Tony Spaeth / Identity
From a base in Rye, New York, since 1990 Spaeth has provided identity planning and creative counsel to scores of clients in diverse categories. He is credited with such corporate brands as Dow Jones, Eastman Chemical, Celera Genomics, Flowserve, Commonfund, FIRST Robotics and Outward Bound USA.
On the Web site Identityworks.com (no longer online), since 1998 Spaeth has reviewed noteworthy new identities of strategic or creative interest, with appropriate credit to chief executives and designers alike. The site also provides a variety of analytic and planning tools for branding and design students worldwide, and contains Identity Forum, where a global panel of leading thinkers and practitioners address identity issues.
Since 1992, Spaeth’s annual rebrandings overview article has appeared in The Conference Board Review magazine, thus providing a record covering nearly two decades (and counting) of significant identity change.

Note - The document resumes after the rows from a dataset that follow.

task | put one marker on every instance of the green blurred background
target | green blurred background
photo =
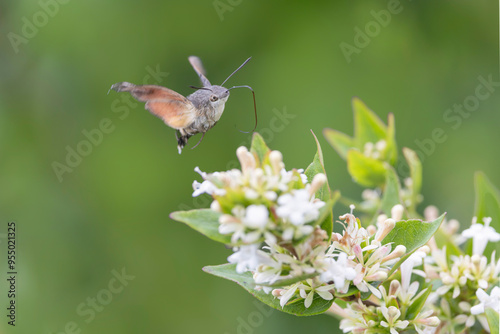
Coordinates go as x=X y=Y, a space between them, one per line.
x=112 y=210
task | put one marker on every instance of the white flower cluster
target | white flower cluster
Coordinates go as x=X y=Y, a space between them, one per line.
x=354 y=257
x=263 y=202
x=460 y=283
x=464 y=279
x=274 y=221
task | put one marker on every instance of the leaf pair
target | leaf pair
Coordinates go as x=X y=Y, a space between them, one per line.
x=368 y=128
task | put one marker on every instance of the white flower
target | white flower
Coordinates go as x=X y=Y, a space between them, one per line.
x=392 y=315
x=480 y=235
x=338 y=272
x=286 y=294
x=249 y=258
x=492 y=300
x=413 y=260
x=256 y=216
x=298 y=208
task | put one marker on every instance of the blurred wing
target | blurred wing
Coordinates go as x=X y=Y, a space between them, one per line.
x=198 y=67
x=173 y=108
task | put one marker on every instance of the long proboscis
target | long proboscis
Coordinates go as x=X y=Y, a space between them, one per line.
x=254 y=103
x=239 y=68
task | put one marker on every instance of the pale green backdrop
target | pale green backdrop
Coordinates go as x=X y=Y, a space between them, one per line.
x=112 y=210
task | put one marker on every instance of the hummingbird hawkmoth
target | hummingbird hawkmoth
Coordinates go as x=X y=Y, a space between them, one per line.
x=196 y=113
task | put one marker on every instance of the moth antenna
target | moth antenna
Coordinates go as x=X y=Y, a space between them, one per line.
x=239 y=68
x=205 y=88
x=198 y=143
x=254 y=103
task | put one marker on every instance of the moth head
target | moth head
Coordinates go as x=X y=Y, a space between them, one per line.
x=218 y=94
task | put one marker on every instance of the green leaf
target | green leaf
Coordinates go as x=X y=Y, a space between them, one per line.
x=339 y=141
x=205 y=221
x=417 y=304
x=365 y=171
x=259 y=147
x=289 y=281
x=368 y=127
x=412 y=234
x=416 y=176
x=391 y=192
x=324 y=193
x=487 y=205
x=492 y=317
x=245 y=280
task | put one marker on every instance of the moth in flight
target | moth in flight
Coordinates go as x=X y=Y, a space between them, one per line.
x=196 y=113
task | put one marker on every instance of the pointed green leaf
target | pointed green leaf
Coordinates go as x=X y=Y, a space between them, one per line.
x=487 y=205
x=365 y=171
x=368 y=127
x=391 y=192
x=493 y=317
x=205 y=221
x=416 y=176
x=289 y=281
x=417 y=304
x=412 y=234
x=245 y=280
x=324 y=194
x=444 y=239
x=259 y=147
x=339 y=141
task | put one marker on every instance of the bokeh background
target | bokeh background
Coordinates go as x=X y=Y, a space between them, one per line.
x=112 y=210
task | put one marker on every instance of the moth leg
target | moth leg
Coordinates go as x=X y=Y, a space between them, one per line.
x=182 y=140
x=202 y=136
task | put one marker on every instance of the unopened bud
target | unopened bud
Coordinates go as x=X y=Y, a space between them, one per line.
x=397 y=212
x=371 y=230
x=276 y=160
x=277 y=292
x=246 y=159
x=378 y=276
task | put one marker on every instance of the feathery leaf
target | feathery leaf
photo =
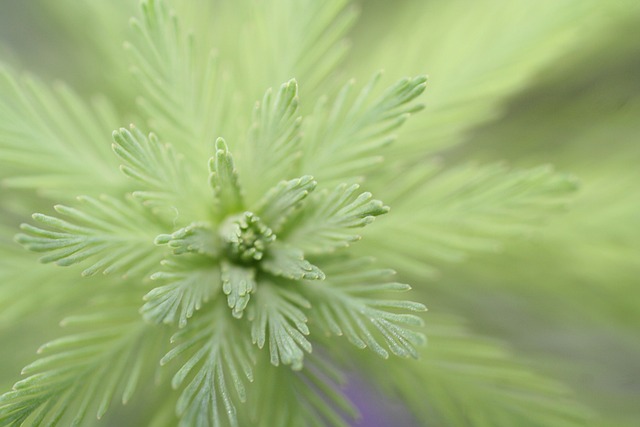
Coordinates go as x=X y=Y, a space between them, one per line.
x=189 y=283
x=222 y=360
x=84 y=371
x=357 y=129
x=346 y=304
x=115 y=235
x=277 y=317
x=327 y=221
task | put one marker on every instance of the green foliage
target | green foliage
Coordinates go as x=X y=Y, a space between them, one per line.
x=111 y=233
x=232 y=229
x=84 y=371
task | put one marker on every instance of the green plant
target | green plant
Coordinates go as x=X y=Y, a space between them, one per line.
x=219 y=245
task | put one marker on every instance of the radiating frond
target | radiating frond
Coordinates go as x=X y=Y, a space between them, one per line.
x=165 y=182
x=223 y=179
x=220 y=355
x=274 y=139
x=442 y=217
x=469 y=380
x=315 y=389
x=279 y=202
x=348 y=303
x=476 y=55
x=238 y=283
x=328 y=220
x=277 y=319
x=185 y=96
x=189 y=282
x=51 y=140
x=112 y=235
x=289 y=262
x=84 y=371
x=343 y=140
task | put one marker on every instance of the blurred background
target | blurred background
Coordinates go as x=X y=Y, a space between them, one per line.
x=566 y=299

Spaeth also created and, in collaboration with consultant Tom Vanderbauwhede in Antwerp, maintains the Corporate Brand Matrix, building a data base of rebranding case histories for students of identity change. The Matrix documents the leadership intentions in noteworthy corporate rebrandings, matched to the rebranding tools used to achieve them.
In addition to serving the identity community, Spaeth is active in alumni public service initiatives, as advisor to Princeton Project 55 and as a founding director of Partners of ’63 of the Harvard Business School, which seeks systemic improvements in America’s public education systems.